Bienengift bei MS-Erkrankung?

  • Ein Freund von mir hat MS. Nun las ich in einer österreichischen Bienenzeitung über eine erfolgreiche Therapie mit Bienengift, allerdings ohne näher drauf einzugehen oder eine Internet- oder sonstigen Adresse. Weiß jemand mehr darüber? Oder hat schon jemand Erfahrung mit solchen Therapien? Arztadressen? Internetseiten?
    Bin für jede Zuschrift dankbar.
    Viele Grüsse Roland

  • International ist Mihály Simics aus Kanada mit einer großen Erfahrung mit Bienengift eine gute Informationsquelle. Siehe: http://www.beevenom.com. Wo kommst Du denn genauer her - ich kann Dir Adressen zu Bienengifttherapeuten vermitteln.


    Bei MS habe ich von sehr guten Erfahrungen mit Bienengift gehört.


    Viele Grüße


    Bernhard

  • Hallo Bernhard
    Das wäre eine super Sache wenn du mir Adressen vermitteln könntest. Für meinen Freund ist es die letzte Chance, der Pflegebedürftigkeit zu entgehen.

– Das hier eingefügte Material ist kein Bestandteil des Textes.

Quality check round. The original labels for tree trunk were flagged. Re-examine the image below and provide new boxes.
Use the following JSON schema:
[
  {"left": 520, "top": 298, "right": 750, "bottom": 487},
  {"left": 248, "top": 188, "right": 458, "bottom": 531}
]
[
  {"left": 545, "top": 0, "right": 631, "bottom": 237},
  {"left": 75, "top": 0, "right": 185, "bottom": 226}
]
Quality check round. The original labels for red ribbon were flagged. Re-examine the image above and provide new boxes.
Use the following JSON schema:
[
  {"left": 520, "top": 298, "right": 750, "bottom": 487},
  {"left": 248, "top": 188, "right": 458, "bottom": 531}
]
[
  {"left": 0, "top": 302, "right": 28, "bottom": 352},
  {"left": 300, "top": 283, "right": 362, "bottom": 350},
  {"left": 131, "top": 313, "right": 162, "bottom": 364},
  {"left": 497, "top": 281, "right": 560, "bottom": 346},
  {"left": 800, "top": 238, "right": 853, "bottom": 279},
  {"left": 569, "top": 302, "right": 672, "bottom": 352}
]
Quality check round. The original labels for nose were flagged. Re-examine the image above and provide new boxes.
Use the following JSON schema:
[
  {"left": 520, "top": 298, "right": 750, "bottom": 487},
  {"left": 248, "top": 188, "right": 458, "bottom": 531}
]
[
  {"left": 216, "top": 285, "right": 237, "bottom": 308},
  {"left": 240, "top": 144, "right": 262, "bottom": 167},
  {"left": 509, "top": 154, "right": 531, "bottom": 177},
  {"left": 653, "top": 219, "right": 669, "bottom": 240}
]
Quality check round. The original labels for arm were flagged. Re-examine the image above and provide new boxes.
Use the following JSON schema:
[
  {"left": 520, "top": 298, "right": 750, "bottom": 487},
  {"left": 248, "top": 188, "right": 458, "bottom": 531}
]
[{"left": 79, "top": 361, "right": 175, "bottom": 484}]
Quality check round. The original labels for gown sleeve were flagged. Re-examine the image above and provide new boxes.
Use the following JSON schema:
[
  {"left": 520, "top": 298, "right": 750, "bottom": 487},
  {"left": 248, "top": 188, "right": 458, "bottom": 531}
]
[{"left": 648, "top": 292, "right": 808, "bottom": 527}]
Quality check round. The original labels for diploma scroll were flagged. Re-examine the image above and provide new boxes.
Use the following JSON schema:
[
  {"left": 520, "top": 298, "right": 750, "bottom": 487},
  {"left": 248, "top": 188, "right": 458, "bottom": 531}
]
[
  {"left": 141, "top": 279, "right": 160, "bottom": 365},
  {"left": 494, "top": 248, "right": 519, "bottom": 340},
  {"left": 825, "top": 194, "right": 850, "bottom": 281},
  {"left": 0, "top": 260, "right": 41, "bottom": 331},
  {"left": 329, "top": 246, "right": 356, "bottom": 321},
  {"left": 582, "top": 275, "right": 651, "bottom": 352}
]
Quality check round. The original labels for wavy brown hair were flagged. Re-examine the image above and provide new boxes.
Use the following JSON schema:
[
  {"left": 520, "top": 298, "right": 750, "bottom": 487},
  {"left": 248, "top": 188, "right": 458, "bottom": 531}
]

Ich komme aus Schrobenhausen/Bayern. Willst du meine komplette Adresse? Oder reicht dir meine E-Mail-Adr. ?
    Danke und viele Grüsse Roland

  • Ich kümmere mich darum und stelle die Adressen hier ein oder schicke sie Dir als private Nachricht.


    Viele Grüße


    Bernhard

  • Hallo Roland
    Meine Frau ist selber MS-Betroffene, allerdings ist der Krankheitsverlauf schon zu weit fortgeschritten, als dass wir es noch mit der Apitherapie versuchen möchten.
    Nützliche Informationen zum Thema oder weitere internationale Links erhältst Du auf www.apitherapie.ch. In unserer Imkerzeitschrift suchte eine Firma (wahrscheinlich dieselbe) ebenfalls Imker, die sich an der Bienengift-"Produktion" beteiligen möchten. Denk aber dran: Mindestens genauso wichtig neben den Medikamenten oder allen Therapien, die Dein Freund benötigt, ist (D)eine verständige Unterstützung, ein Besuch, ein Telefon, Menschlichkeit. Als Bienenfan dürfte Dir das nicht schwerfallen.
    Frohen Mut wünscht Euch Laurenz

    Wenn jeder dem anderen helfen würde, wäre allen geholfen. (Marie von Ebner-Eschenbach)

  • Zitat

    sieht so aus, als sei es wirkunglos


    Keine voreiligen Schlüsse - es gibt da ganz gegenteilige Erfahrungen. Und wenn ich die Studie verstanden habe, war auch kein Apitherapeut beteiligt. Warum eigentlich nicht? Es reicht nicht aus, sich irgendwo beim Imker stechen zu lassen. Aus diesem Grund schützt das Imkern auch nicht vor diversen Krankheiten - einfach weil die Stiche und die damit verabreichte Giftmenge nicht zu kontrollieren ist.


    Das Applizieren von Bienengift will gelernt sein. Deswegen ist es ratsam, sich an erfahrene Bienengifttherapeuten zu wenden.